Он был в дружбе с Григорием Львовичем Рошалем и с его женою Верой Павловной Строевой, молодой сценаристкой, пробующей свои силы в режиссуре. Именно по ее наущению отец на какой-то срок отвлекся от своего основного занятия, от журналистики, и попробовал себя в жанре кинодраматургии.
Что это был за сценарий, я так никогда и не узнал.
Таким образом, все было предопределено: в этой повальной страсти, в этой увлеченности главнейшим из искусств я никак не мог остаться в стороне. Меня повезли на киностудию.
В павильоне была страшная кутерьма: шли приготовления к съемкам фильма «Право отцов» — первой ленты Веры Павловны Строевой.

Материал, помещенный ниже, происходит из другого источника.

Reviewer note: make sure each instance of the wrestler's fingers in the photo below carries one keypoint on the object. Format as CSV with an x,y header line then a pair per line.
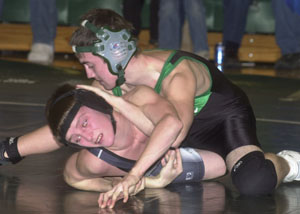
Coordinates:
x,y
179,160
125,192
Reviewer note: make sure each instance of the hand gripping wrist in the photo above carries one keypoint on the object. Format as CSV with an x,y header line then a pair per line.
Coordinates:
x,y
10,146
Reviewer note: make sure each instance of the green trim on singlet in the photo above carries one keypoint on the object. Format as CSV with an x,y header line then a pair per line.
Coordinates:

Я помню все подробности этого таинства, именуемого кинопробами.
Меня усадили голым задом на стол, ярко освещенный сверху и сбоку. Слева от меня была громоздкая съемочная камера, у которой хлопотал какой-то лохматый тип.
Вера Павловна доверительно сообщила мне, что сейчас от меня уйдет моя мама, насовсем, выйдет вон в ту дверь — и с концами, и я останусь сиротою, вот так, в два года, с голой задницей. Поэтому, объяснила она, когда дадут команду «Мотор!», я должен буду проводить глазами свою маму, как только она двинется к двери, а потом горько заплакать… Понял? Понял. Мотор!

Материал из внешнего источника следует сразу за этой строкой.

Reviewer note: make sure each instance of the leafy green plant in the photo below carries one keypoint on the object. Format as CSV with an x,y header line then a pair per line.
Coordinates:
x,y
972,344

Мама пошла к двери — и это была не просто актриса, а моя собственная мама, — я, как и было мне велено, поворачивал шею, следя за ней, я был насуплен, с надутыми губами, смотрел исподлобья, все, как меня научили, но, когда дверь за нею затворилась, я не заплакал — я просто сидел и хлопал глазами.
Вера Павловна Строева, крякнув в досаде, подошла ко мне и еще раз вкрадчиво объяснила, что моя мама уходит, навсегда, никто тебя больше не согреет, не накормит, не споет колыбельную на сон грядущий, понял? Ну, пошли еще раз, мотор!..
Я все понял. Но я опять не смог заплакать. У меня просто не было слез. Позднее я узнал, что для настоящих актеров это тоже не простая задача — заплакать на заказ, что у них тоже, случается, нипочем не льются слезы и, бывает, что им даже приходится закапывать в глаза глицерин, чтобы что-то оттуда скатилось на щеку…
И ведь не скажешь, что я был такой уж невозмутимый и безразличный ребенок. Я был жутким ревой, и не только в два года, но и гораздо старше. Когда мама иногда задерживалась на службе (или где там она еще задерживалась до поздней ночи?), я закатывал такие концерты, что весь дом был в переполохе, и ей потом приходилось оправдываться перед соседями — я ревел, как белуга, орал благим матом, на весь мир, — и причина этого горя всегда была одна и та же, и вот ведь как интересно, именно та, которую мне объясняли на съемке: что мать бросила меня на произвол судьбы, ушла и не вернется, — и я был безутешен, я обливался слезами, я мог плакать три часа подряд, и слез хватало, откуда что бралось.
А тут…
Кинооператор уже заметно нервничал, изведя зазря уйму пленки.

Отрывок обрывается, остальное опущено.